Dr Kiartiphum Wongrachit, the ministry’s permanent secretary, said the goal is to make the change in four months.
Kiartiphum said he had learned from epidemiologists that the new Covid-19 strain was less virulent, although the number of new cases was increasing fast.
“The new strain spreads fast so the number of people with inflammation of lung tissue rose in proportion with the rising cases,” Kiartiphum said. “But the ratio of Covid-19 patients, who had died or who had lung inflammation, had dropped compared to previous waves of the pandemic.”
Kiartiphum said the Public Health Ministry would later announce its management plan for dealing with Covid-19 as endemic.
The permanent secretary said more than 90 per cent of people who had been infected with the Omicron variant were asymptomatic, so the Public Health Ministry plans to increase the ratio of people in home isolation from 60 per cent at present to 90 per cent, compared to Covid-19 patients in hospitals.
He said when more people enter the home isolation treatment programme, hospitals will have more capability to take care of patients with other diseases.
“The Public Health Ministry will later adjust the number of days for taking care of infected people and for quarantining people at high risk,” Kiartiphum added.
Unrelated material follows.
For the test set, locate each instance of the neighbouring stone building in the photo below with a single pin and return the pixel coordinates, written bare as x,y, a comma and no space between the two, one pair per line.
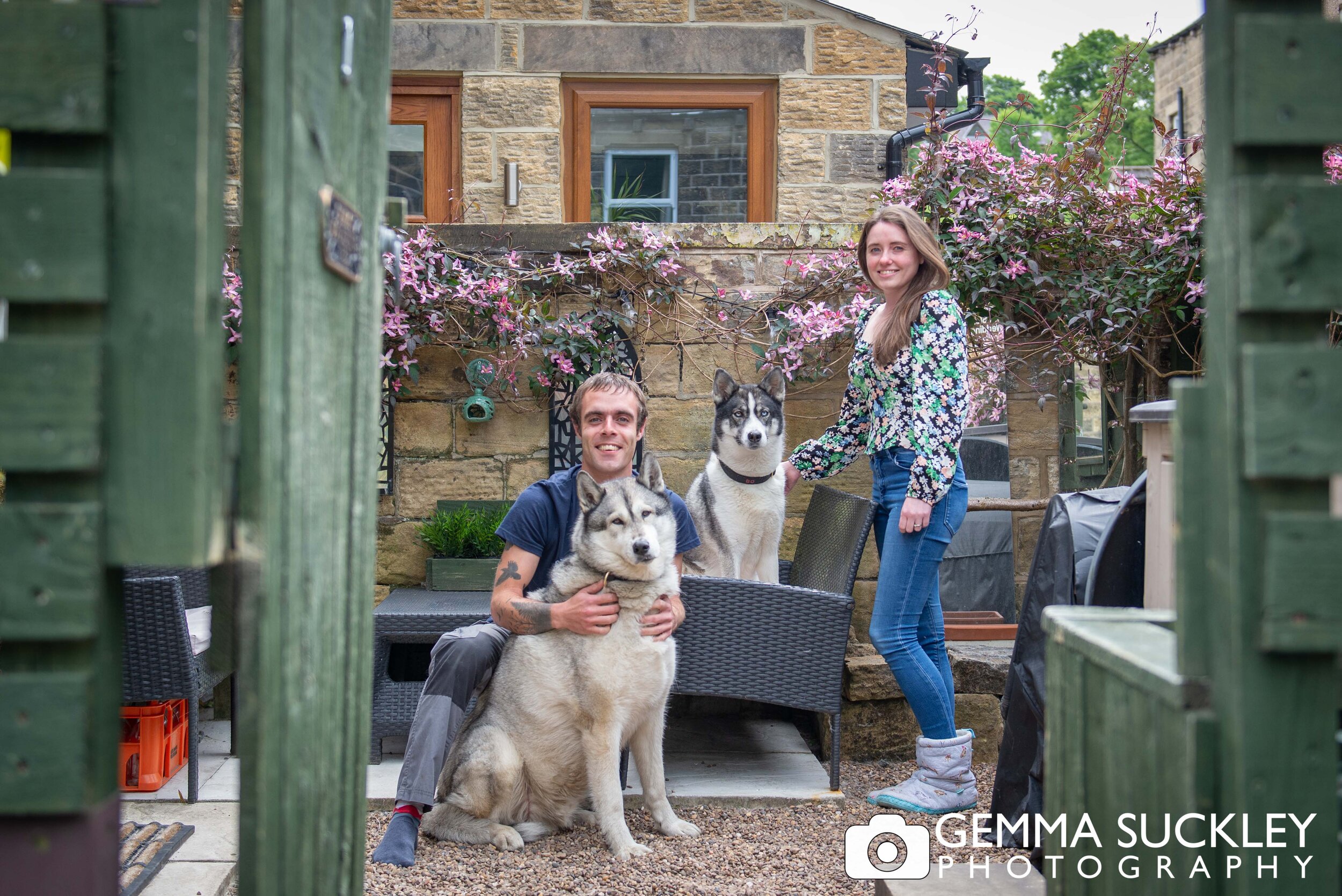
1177,63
He said the Public Health Ministry will continue to allow people with severe symptoms to receive treatment at any hospital as emergency cases, but people with mild symptoms can receive treatment from the hospitals under the Gold Card universal healthcare, the Social Security System or government officials’ healthcare system.
Kiartiphum said most of the Covid-19 fatalities were elderly people with comorbidities or pregnant women, especially those who have not been vaccinated or not been fully vaccinated.
As a result, the Public Health Ministry will coordinate with the Interior Ministry to check household registration to search for the elderly who have not received a booster dose to administer the third dose to them as soon as possible and reduce deaths. He added that only about 30 per cent of the elderly have received the third dose of the Covid-19 vaccine.
Dr Rungruang Kijphati, chief adviser and a spokesman for the Public Health Ministry, said the rate of fatalities and people with severe symptoms was 10 times lower than what had happened during the Delta variant crisis. He said if 60 to 70 per cent of the elderly got the third jab, the fatalities could drop by 50 per cent from the current 30 to 40 deaths a day.